Dear friends in Christ: Grace to you and peace from God our Father and the Lord Jesus Christ. Amen.
Picture this scene. I’m sure it hasn’t happened to any of you, but just let your imagination run with it and see what happens. Conjure up the image of a parent, let’s say a mom, at home, with a house full of kids – maybe an overnight birthday party.
A few of the children are good, a couple even helpful, but the rest fall somewhere between trouble and…monster! As the night wears on, the road gets rockier …until she’s finally had it. She’s bitten her tongue…until it’s almost bloody; she’s counted to ten…a thousand times over; she’s held her composure…and now it’s pulling apart at the seams.
Then there comes that significant moment when some invisible line is crossed, when one tiny little straw breaks the back of the camel, when what was funny becomes infuriating, what was fun becomes frustrating…when it’s time to read the riot act, to rein in the horses, to lay down the law.
You probably don’t know that feeling…but I do. Plus I get to that point more quickly when my stress level is high. As I was working on my sermon this week, I began to wonder if this might be similar to what Jesus was experiencing when he proposed this problematic parable about the sheep and the goats. There are some signs to support such a claim.
For one thing, Jesus is near the end of his ministry, very close to death. Our story occurs only two days before his final Passover, before he says goodbye to his friends, his family, his life. For another, his enemies are organized, ready to make their move. Very soon he will be betrayed, arrested, falsely accused and denied. So, if he’s a little on edge, it makes sense – the gloves have come off, the die is cast, the stage is set for a most tragic and touching drama. So like our mom at the party, maybe Jesus, too, felt that it was time to read the riot act, to rein in the horses, to lay down the law.
Can someone share what you hear Jesus saying in this story about the sheep and the goats? Just like the parable from last week about the slaves and their talents, so, too, here: those who do will be blessed, those who do not will be condemned.
What’s striking is that nothing is said about a person’s faith or beliefs or trust in God. Instead, the world’s experience of the divine that, to this point has been painted in all the colors of religion, and in all the shades of morality, is suddenly boiled down to two elements: the black and white, those who did and those who did not, those who are praised and those who are panned, those who are welcomed in and those who are cast out.
How does that fit with what have you learned since you were a child about how a person gets into heaven? Anyone? To quote the book of Ephesians, by grace you have been saved through faith, and this is not your own doing; it is the gift of God – not the result of works (Ephesians 2:8-9)…hmmm.

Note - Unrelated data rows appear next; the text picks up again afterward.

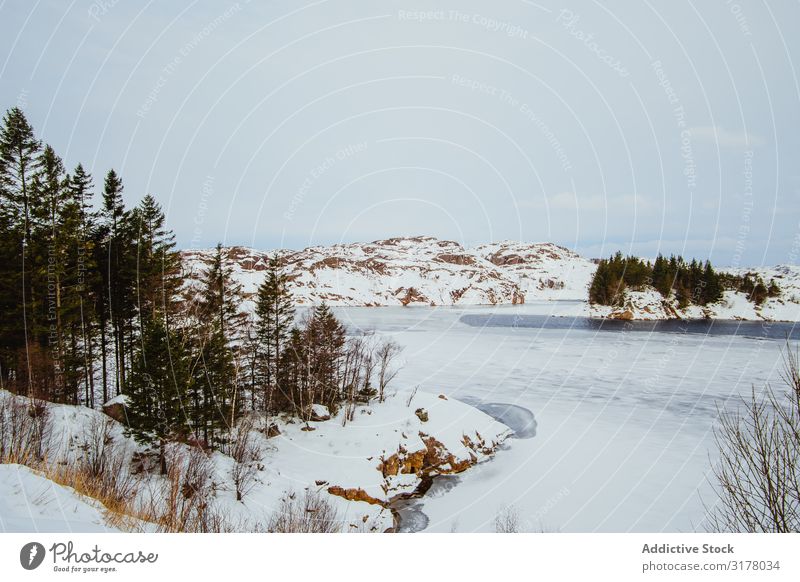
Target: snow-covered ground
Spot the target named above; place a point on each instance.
(30, 502)
(623, 438)
(427, 271)
(342, 463)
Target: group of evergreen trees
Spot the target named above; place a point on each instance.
(690, 283)
(91, 306)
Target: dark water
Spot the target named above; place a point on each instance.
(718, 327)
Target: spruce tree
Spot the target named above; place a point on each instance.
(157, 389)
(19, 150)
(275, 318)
(215, 383)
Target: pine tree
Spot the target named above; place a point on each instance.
(215, 383)
(275, 318)
(325, 338)
(83, 280)
(48, 251)
(19, 149)
(157, 389)
(119, 272)
(157, 263)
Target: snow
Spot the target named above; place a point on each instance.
(29, 502)
(346, 455)
(623, 438)
(427, 271)
(118, 399)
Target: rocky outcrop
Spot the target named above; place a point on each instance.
(410, 271)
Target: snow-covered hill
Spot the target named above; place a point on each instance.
(427, 271)
(386, 452)
(417, 270)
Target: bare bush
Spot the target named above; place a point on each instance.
(386, 354)
(507, 521)
(247, 456)
(411, 395)
(309, 513)
(758, 474)
(181, 501)
(25, 430)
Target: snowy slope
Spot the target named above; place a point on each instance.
(427, 271)
(418, 270)
(345, 464)
(29, 502)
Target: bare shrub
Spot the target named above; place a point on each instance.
(758, 474)
(386, 354)
(507, 521)
(247, 456)
(309, 513)
(411, 396)
(181, 500)
(25, 430)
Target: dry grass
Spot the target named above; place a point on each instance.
(309, 513)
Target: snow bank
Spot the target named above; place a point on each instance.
(29, 502)
(345, 462)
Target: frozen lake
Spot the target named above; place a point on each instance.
(623, 414)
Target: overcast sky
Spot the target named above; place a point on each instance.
(646, 127)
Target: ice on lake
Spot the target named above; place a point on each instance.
(623, 418)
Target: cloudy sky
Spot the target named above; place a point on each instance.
(647, 126)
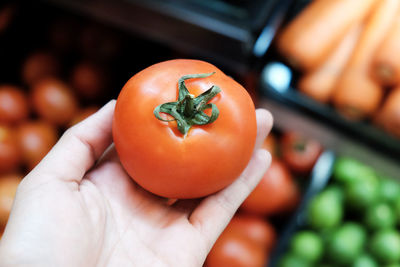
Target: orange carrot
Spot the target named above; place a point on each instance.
(389, 115)
(386, 64)
(314, 34)
(319, 83)
(356, 94)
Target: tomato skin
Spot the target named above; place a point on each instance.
(10, 154)
(39, 65)
(276, 193)
(83, 114)
(299, 153)
(255, 228)
(54, 101)
(14, 105)
(270, 144)
(36, 138)
(8, 188)
(163, 161)
(235, 250)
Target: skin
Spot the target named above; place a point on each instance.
(78, 207)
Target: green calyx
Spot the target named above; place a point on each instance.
(188, 110)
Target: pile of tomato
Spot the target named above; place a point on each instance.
(250, 237)
(51, 85)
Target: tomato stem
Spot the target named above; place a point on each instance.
(189, 110)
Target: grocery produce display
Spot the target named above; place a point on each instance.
(353, 221)
(347, 62)
(251, 237)
(315, 206)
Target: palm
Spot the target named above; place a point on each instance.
(137, 221)
(65, 215)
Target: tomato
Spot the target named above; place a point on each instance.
(6, 16)
(270, 144)
(13, 104)
(38, 66)
(83, 114)
(54, 101)
(167, 162)
(277, 192)
(36, 138)
(234, 250)
(89, 80)
(300, 153)
(10, 155)
(8, 188)
(255, 228)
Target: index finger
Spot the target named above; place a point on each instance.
(215, 211)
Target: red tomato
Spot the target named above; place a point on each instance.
(36, 138)
(235, 250)
(276, 193)
(8, 188)
(54, 101)
(255, 228)
(299, 153)
(10, 154)
(83, 114)
(6, 15)
(270, 144)
(38, 66)
(162, 159)
(13, 104)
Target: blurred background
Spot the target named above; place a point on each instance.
(329, 72)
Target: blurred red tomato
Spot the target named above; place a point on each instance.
(270, 144)
(36, 138)
(13, 104)
(89, 80)
(8, 188)
(276, 193)
(10, 154)
(6, 15)
(54, 101)
(235, 250)
(255, 228)
(38, 66)
(83, 114)
(299, 153)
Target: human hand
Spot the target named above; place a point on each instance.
(78, 207)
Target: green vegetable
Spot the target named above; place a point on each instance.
(380, 216)
(325, 210)
(307, 245)
(347, 170)
(389, 190)
(397, 208)
(290, 260)
(364, 260)
(385, 246)
(362, 192)
(346, 244)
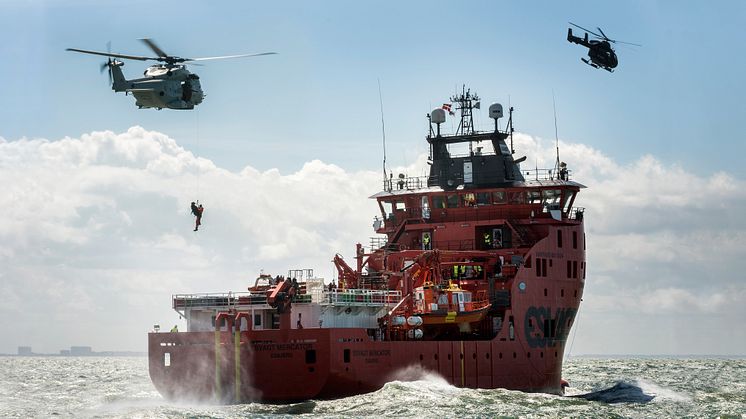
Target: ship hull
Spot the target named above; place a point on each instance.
(301, 364)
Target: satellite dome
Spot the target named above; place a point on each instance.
(438, 116)
(496, 111)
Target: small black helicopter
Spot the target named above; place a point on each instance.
(167, 85)
(599, 50)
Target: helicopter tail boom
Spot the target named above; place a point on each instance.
(118, 83)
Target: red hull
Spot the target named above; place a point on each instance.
(281, 371)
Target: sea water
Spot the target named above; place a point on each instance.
(110, 387)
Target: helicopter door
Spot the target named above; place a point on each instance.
(425, 208)
(467, 172)
(186, 91)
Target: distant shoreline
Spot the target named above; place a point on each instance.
(660, 356)
(91, 355)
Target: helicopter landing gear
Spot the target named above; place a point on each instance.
(592, 64)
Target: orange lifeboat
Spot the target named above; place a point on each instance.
(450, 305)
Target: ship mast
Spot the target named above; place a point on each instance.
(465, 102)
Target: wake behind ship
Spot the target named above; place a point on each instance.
(476, 275)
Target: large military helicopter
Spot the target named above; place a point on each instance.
(165, 85)
(599, 50)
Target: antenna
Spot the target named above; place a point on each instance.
(556, 136)
(383, 133)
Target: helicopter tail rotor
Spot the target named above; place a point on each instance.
(108, 63)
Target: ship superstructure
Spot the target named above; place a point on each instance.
(476, 274)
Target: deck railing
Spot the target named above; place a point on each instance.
(359, 297)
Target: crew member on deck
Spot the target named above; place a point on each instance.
(197, 211)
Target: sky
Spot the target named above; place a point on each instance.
(286, 149)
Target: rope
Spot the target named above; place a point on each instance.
(574, 333)
(199, 172)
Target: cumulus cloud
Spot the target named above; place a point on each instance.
(97, 232)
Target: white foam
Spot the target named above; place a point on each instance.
(661, 393)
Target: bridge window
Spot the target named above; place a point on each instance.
(575, 269)
(566, 200)
(468, 200)
(551, 197)
(516, 197)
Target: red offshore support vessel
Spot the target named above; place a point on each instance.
(478, 279)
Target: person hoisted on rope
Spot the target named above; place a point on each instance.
(197, 211)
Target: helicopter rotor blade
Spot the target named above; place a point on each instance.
(228, 56)
(107, 54)
(587, 30)
(149, 42)
(627, 43)
(604, 35)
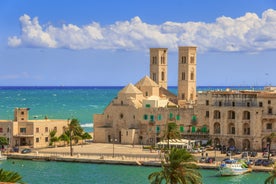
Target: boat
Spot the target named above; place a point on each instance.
(233, 167)
(2, 157)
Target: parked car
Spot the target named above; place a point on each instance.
(26, 150)
(267, 162)
(259, 162)
(253, 153)
(210, 160)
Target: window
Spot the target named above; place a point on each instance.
(151, 117)
(216, 114)
(246, 115)
(121, 115)
(181, 128)
(269, 110)
(207, 114)
(22, 130)
(183, 76)
(231, 115)
(157, 129)
(183, 59)
(192, 59)
(260, 104)
(171, 115)
(154, 60)
(159, 117)
(145, 117)
(192, 75)
(162, 76)
(154, 77)
(269, 126)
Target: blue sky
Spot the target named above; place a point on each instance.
(106, 43)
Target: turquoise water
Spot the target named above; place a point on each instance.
(82, 103)
(68, 102)
(42, 172)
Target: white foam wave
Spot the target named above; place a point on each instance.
(89, 125)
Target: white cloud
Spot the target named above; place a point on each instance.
(248, 33)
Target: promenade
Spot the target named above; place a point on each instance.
(117, 154)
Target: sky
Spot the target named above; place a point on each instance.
(106, 43)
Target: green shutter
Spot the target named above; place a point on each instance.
(157, 129)
(152, 117)
(159, 117)
(171, 115)
(145, 117)
(181, 128)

In some ways it seems as if we’ve stepped through the looking glass, as if we’ve suddenly been told that the earth is flat, that up is down, that black is white, that the moon really is made out of cheese, and that the monsters under our beds and in our closets...are, in fact, real!
If that’s so, how would you finish this sermon? Faith is a foolish notion? It doesn’t matter what you believe as long as you do good works? God doesn’t care about the condition of your hearts, just the actions of your hands?
Actually, I think it’s something more than that. On this Christ the King Sunday, our focus is drawn not only to Jesus’ reign as ruler of creation and all its people, but also to that which is vital about God’s will for life. Our experience of where God (vertical) meets us (horizontal) at its most basic is here elevated to the utmost importance.
It’s not about doing the work of humanity without knowing God…both sides are obviously aware of who the Lord is and what he expects. No one says, We didn’t know that we were supposed to serve you…! Nor is anyone astounded that Jesus, the Lamb of God, is King and Judge over all. But there are a couple of surprises here.
The first is that Jesus, the Lamb and Judge, is incomparably connected, intimately intertwined, completely commingled with people who are in need. But remembering what the prophets said about the poor, the hungry, the blind and the lame, we realize that this is nothing new, that this is, in fact, absolutely consistent with God’s concern throughout history. Just two weeks ago we heard Jesus himself, at the beginning of his ministry, say Blessed are the poor and the hungry, the weak and the meek. Here he says the same at the end of his days.
The second surprise comes in the fact that neither the sheep nor the goats saw Jesus in the poor and naked and jailed and hungry. The goats had their eyes open for Jesus and would have helped him had they seen him… But the sheep had their hearts opened by Jesus and helped his children, his neighbors, his friends simply because they trusted him, took him at his word.
The message here is that Jesus opens our hearts to God, our ears to the Gospel and our hands to all who are in need …not to help us fulfill a requirement in order to get into heaven, but to fulfill a vow of love – certainly ours to God but especially God’s to us.
It’s a trap to wonder if we’ve done enough to earn God’s favor, to deserve God’s blessing. Like someone who’s having trouble falling asleep. It does no good to worry about all the slumber that’s been lost. No one falls asleep by trying to do it - counting sheep or otherwise; just as no one gets into heaven by counting the sheep that they’ve helped.
What works instead, according to theologian Robert Capon, is just dumb trust…trust in the relationship, in the love of the shepherd for the sheep. When it comes down to it, says Capon: We simply don’t know (how salvation works or why), and we should all have the decency to shut up and just trust (Jesus)…And we don’t even have to know if we have succeeded in doing that, because Jesus is there anyway…He is the love that will not let us go. If anybody can sort it all out, he can; if he can’t, nobody else ever will. Trust him, therefore. And trust him now (Kingdom, Grace, Judgment, p. 512). Amen.